Tribunale di Milano – Sezione Prima – Sentenza n. 1647 del 03.03.2023
La cancellazione o rimozione di un contenuto web ritenuto lesivo, a differenza della sua deindicizzazione, implica la sua definitiva eliminazione dall’archivio – sorgente e l’impossibilità, quindi, di reperirla tramite qualsiasi motore di ricerca.
Tali “registri”, infatti, immagazzinano informazioni, ma sono gestiti da singoli utenti o, nel caso in cui contengano pubblicazioni giornalistiche, dalle relative testate online, per cui rispetto ai contenuti immessi negli stessi archivi sorgente il motore di ricerca riveste il ruolo di mero intermediario, non potendo perciò essere ritenuto titolare del potere di rimozione definitiva della pubblicazione.

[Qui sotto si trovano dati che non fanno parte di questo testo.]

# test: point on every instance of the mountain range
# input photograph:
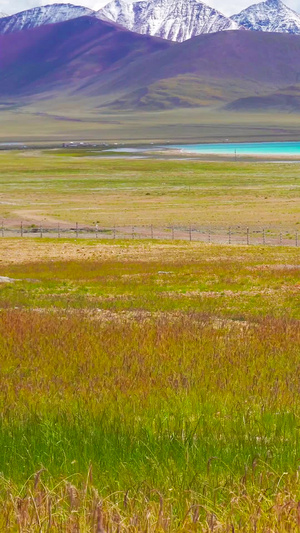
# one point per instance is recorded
(174, 20)
(68, 52)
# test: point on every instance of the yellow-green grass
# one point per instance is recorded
(153, 386)
(54, 187)
(60, 120)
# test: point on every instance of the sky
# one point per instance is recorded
(228, 7)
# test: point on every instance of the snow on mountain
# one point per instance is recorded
(39, 16)
(271, 16)
(175, 20)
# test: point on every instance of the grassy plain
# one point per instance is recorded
(73, 119)
(81, 186)
(149, 387)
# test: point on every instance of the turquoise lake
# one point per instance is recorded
(268, 149)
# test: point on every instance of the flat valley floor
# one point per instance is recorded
(148, 385)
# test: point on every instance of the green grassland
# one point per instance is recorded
(81, 186)
(149, 387)
(60, 120)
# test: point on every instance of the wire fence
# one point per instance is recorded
(218, 235)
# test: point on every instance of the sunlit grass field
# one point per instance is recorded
(149, 387)
(68, 186)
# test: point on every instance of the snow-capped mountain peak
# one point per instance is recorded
(175, 20)
(270, 16)
(38, 16)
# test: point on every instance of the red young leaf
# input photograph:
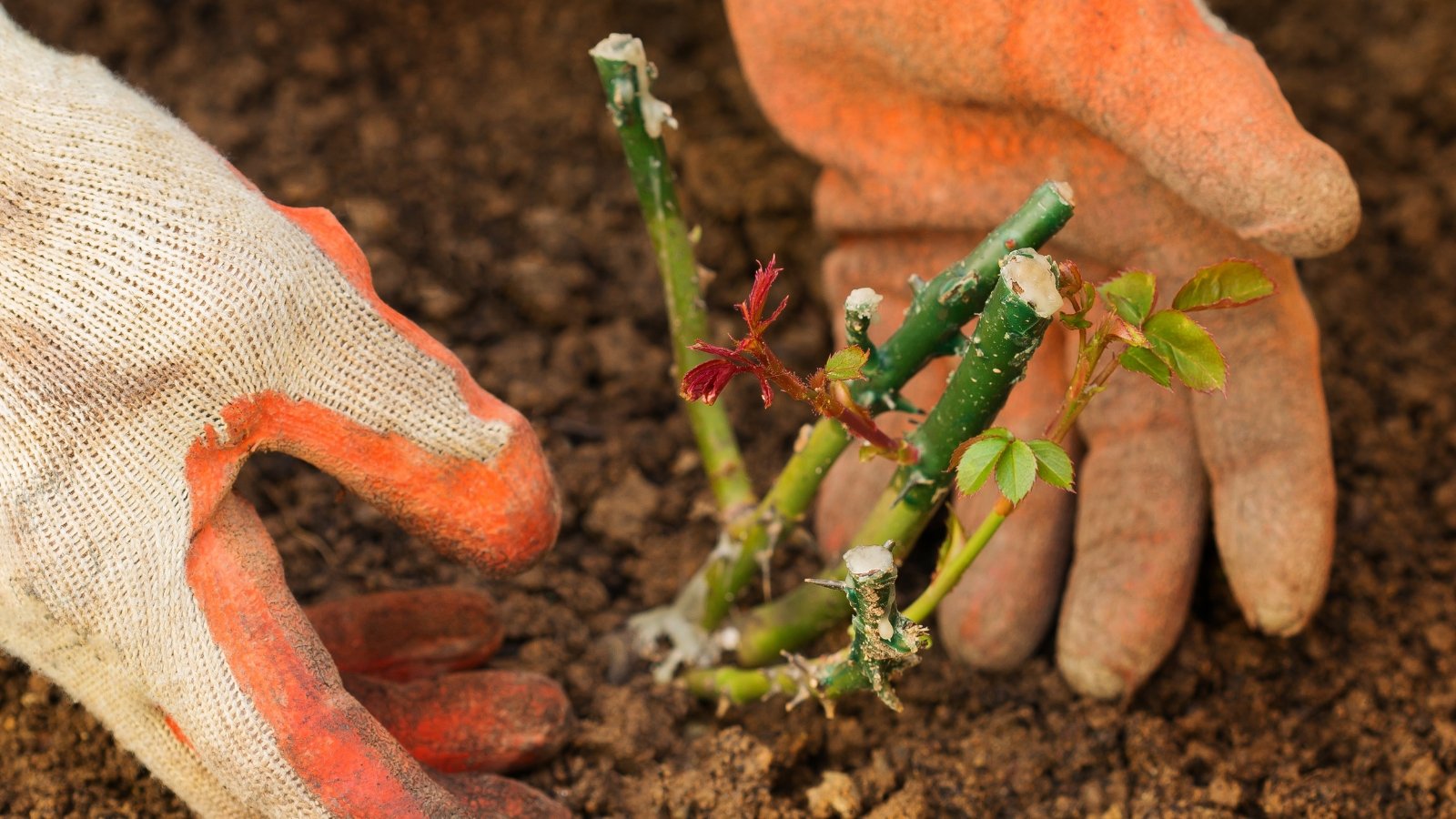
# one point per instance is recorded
(706, 380)
(752, 309)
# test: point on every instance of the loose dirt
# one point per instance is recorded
(466, 147)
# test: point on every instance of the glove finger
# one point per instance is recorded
(1193, 104)
(400, 636)
(926, 120)
(389, 411)
(487, 794)
(487, 720)
(997, 614)
(1142, 504)
(328, 743)
(1267, 450)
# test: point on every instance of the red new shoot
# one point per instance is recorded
(824, 390)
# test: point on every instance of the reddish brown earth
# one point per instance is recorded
(465, 146)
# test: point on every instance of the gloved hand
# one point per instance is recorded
(160, 321)
(934, 121)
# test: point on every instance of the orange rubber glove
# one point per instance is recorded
(159, 322)
(934, 121)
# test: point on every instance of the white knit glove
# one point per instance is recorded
(160, 321)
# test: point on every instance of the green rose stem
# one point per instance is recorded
(1087, 382)
(931, 329)
(640, 118)
(885, 643)
(1011, 329)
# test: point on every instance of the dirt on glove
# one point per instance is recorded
(466, 147)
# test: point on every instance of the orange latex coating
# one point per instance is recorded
(347, 758)
(487, 720)
(939, 116)
(402, 636)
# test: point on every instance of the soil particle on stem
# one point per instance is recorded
(466, 147)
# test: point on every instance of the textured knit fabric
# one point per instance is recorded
(143, 288)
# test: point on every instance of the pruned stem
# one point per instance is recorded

Con questa recente pronuncia, il Tribunale di Milano interviene efficacemente per individuare, in maniera corretta, il soggetto effettivamente destinatario della eventuale richiesta di cancellazione di una notizia informatica ritenuta lesiva e lo fa, anzitutto, distinguendo questa tipologia di istanza rispetto a quella di deindicizzazione del contenuto stesso.
Secondo i Giudici milanesi, infatti, per “deindicizzazione” o “delisting” deve intendersi la differente operazione con cui il gestore di un motore di ricerca sopprima dall’elenco dei risultati che appaiano nel medesimo gli URL che rinviano a specifiche informazioni sul conto del soggetto interessato, con ciò escludendo la possibilità che il nome del medesimo compaia tra i primi esiti proposti dal motore di ricerca a fronte di una interrogazione dello stesso.
In questo modo, quindi, il contenuto oggetto di deindicizzazione rimane presente in rete e continua ad essere raggiungibile, sebbene tramite una ricerca più complessa e più lunga rispetto a quella necessaria a trovare una informazione indicizzata, mentre in caso di sua rimozione l’effetto “distruttivo” del contenuto stesso dalla rete è totale e non più recuperabile.
Il Tribunale, pertanto, precisa come in quest’ultimo caso il motore di ricerca rivesta il ruolo di mero intermediario poiché esso si limita a rendere accessibili sul sito web i dati dei c.d. siti sorgente, assolvendo ad un’attività di mero trasporto delle informazioni, offrendo in tal modo unicamente un sistema automatico di reperimento di dati e informazioni attraverso parole chiave e, quindi, un più agevole accesso agli utenti per la relativa consultazione, senza alcuna titolarità in ordine alla gestione dell’archivio nel quale detti dati ed informazioni sono effettivamente contenuti.
Come possiamo vedere, quindi, non si tratta di una precisazione di poco conto poiché intorno alla diversa qualificazione giuridica del soggetto “manipolatore” o “gestore” dei dati ruota la complessa e delicata problematica della tutela della persona, con tutte le conseguenze a questa connesse in caso di commissione di un reato a mezzo stampa, come ben messo in luce dalla sentenza oggi in commento.